Other justifications: sports facilities serve as monuments to the people who helped get them done. (As we've learned, elected officials like groundbreakings and ribbon-cuttings.)

Consulting firms to produce glowing "economic impact studies," leading one public official to comment, "Unfortunately, it doesn't appear that elected officials are much into evidence-based decision-making."

And, deMause also cites "[o]utright manipulation" and increasingly clever financing deals, as with the two baseball stadiums in New York.

My comment

I posted a comment:
To clarify the Atlantic Yards numbers: the project is supposed to have 6430 residential units, including 4500 rental units, of which half (2250) would be subsidized for middle-, moderate-, and low-income households.
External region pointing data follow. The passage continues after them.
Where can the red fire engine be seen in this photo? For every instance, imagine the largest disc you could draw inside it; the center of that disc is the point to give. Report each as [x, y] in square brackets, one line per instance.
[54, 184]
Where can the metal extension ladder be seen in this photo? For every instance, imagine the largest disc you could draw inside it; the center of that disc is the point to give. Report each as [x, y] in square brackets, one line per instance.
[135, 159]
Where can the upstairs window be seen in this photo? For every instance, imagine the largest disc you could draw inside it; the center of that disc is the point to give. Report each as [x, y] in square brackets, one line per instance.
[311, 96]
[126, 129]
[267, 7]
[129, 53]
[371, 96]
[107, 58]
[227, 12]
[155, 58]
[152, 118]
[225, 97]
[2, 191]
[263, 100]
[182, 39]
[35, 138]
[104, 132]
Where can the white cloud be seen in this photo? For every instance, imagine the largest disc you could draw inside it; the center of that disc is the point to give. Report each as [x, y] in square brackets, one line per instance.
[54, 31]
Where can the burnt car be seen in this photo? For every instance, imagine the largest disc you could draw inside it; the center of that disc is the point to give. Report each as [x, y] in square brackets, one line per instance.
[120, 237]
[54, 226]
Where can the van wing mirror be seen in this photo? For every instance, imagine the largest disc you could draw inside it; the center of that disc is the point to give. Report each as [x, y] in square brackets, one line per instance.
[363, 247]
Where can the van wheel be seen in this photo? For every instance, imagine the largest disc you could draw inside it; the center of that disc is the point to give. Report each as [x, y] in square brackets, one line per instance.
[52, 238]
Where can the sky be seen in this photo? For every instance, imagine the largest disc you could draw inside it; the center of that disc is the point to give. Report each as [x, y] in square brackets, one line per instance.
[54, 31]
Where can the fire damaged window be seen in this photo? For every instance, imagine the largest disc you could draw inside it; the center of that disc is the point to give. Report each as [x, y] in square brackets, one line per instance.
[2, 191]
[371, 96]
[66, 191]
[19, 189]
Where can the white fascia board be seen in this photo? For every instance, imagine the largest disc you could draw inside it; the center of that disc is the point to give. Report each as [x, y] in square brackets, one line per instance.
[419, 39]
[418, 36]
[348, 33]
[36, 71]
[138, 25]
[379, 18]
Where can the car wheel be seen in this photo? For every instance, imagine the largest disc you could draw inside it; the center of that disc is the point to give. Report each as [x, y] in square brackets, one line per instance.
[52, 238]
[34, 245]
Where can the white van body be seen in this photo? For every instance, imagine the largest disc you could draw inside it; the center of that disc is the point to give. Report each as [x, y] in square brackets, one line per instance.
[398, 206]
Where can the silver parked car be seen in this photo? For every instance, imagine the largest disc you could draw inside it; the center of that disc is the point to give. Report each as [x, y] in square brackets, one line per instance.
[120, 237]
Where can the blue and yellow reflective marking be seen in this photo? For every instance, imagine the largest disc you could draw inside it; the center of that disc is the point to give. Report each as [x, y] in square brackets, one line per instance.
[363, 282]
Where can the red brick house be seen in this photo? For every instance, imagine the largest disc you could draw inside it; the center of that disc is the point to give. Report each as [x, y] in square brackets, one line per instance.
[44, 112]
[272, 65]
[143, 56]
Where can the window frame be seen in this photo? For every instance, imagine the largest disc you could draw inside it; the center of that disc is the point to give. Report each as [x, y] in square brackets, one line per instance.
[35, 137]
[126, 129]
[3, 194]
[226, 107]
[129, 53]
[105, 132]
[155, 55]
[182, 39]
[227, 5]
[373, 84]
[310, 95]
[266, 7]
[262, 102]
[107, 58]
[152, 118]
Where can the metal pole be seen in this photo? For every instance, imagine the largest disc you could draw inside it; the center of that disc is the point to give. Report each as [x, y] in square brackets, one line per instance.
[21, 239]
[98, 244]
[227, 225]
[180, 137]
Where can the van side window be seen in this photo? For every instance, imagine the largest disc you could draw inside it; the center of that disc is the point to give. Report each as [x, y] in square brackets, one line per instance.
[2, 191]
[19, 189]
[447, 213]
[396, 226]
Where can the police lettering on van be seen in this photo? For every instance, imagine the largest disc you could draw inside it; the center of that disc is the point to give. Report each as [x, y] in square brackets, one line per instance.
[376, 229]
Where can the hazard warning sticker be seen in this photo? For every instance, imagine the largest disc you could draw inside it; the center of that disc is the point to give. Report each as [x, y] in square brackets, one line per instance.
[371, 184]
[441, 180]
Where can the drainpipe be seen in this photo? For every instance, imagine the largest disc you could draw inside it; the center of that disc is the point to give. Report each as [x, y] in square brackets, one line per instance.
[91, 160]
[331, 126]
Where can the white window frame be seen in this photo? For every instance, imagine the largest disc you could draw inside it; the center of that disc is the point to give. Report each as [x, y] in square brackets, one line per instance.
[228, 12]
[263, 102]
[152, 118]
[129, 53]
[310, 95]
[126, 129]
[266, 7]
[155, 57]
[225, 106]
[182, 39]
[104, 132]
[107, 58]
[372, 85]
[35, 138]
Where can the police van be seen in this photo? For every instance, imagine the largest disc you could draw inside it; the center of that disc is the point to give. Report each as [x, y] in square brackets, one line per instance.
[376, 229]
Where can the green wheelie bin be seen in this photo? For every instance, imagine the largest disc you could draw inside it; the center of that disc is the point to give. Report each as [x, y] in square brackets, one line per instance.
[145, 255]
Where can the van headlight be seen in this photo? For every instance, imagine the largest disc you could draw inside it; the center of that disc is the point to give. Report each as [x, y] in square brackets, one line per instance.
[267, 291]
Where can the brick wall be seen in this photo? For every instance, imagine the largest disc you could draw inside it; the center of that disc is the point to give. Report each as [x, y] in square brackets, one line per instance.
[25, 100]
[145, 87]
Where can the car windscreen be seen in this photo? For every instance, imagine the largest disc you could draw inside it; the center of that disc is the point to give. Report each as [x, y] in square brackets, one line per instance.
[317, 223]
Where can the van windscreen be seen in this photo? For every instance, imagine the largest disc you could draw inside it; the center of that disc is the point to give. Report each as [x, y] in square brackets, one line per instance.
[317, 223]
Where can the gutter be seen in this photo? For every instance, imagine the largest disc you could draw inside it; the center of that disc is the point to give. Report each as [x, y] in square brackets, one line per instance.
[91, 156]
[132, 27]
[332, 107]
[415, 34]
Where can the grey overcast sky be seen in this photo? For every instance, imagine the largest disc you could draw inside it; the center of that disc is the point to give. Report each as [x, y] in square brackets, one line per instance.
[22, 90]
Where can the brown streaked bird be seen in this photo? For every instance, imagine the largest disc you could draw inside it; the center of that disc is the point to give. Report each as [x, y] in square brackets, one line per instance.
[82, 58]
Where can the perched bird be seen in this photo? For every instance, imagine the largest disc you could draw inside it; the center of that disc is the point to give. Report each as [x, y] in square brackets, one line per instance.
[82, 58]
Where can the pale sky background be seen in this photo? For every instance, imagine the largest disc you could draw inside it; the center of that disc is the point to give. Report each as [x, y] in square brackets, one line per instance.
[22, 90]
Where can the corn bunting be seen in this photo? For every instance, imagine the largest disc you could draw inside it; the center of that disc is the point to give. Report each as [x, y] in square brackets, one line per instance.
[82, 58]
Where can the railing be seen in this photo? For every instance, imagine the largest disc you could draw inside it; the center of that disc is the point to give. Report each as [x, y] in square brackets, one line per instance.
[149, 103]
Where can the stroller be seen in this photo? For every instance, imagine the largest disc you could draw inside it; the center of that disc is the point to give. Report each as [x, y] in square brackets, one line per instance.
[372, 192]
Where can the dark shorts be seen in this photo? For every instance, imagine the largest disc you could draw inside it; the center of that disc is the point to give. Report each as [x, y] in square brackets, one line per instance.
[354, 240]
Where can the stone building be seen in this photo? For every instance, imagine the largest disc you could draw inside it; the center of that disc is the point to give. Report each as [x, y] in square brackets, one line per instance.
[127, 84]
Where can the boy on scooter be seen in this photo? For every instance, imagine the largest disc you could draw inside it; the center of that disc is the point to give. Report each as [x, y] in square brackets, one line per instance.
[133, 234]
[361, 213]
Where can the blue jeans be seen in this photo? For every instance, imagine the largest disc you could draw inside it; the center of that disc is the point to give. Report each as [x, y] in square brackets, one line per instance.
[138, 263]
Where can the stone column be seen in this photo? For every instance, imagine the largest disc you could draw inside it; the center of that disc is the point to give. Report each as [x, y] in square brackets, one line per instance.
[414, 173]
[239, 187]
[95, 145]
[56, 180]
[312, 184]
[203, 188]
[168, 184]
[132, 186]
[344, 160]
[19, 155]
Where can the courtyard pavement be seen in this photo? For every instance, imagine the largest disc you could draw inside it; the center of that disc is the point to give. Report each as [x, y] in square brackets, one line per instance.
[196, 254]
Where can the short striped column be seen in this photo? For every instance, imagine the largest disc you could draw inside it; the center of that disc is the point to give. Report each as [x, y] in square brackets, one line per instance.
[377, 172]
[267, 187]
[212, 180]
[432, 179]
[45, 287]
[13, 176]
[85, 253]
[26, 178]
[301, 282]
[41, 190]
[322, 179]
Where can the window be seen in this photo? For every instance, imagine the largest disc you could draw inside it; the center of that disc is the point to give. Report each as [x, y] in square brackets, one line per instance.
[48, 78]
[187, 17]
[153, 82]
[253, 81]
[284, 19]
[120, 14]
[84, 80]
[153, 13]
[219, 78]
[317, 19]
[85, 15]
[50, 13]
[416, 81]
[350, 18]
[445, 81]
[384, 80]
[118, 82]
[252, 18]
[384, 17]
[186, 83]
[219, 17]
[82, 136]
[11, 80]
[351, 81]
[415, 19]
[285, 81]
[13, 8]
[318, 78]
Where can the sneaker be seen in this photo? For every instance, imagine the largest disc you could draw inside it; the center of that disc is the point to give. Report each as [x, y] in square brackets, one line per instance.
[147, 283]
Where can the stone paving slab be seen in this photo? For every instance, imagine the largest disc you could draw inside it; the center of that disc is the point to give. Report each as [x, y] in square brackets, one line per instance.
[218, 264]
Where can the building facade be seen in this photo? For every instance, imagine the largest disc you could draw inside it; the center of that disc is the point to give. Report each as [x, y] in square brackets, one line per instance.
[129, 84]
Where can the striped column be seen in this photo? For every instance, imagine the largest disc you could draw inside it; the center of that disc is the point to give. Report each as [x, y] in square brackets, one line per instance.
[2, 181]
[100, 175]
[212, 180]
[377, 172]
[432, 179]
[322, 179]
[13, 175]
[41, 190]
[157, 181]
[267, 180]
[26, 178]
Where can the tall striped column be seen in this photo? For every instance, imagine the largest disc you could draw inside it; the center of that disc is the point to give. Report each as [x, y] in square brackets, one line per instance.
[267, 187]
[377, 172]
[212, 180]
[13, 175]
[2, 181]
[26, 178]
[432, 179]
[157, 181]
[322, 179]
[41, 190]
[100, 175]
The 1930 condos would all be market rate.

The first tower, whether or not modular, is supposed to contain affordable housing.

I'd add that the same financing scheme, PILOTs (payments in lieu of taxes) used for the new baseball stadiums in New York is being used for the Atlantic Yards arena, aka Barclays Center.

Beyond the glowing "economic impact studies" produced by consultants and weak in-house legal teams, we should recognize that, with Atlantic Yards at least, the city and state have produced wildly optimistic projections, which rely on 1) the project being built in full (unlikely) and 2) the project being build in ten years (impossible, and they have 25 years).

Elected officials, the public, the press, and civic groups should demand that public agencies produce economic impact studies that show a range of results--from best- to worst-case scenarios.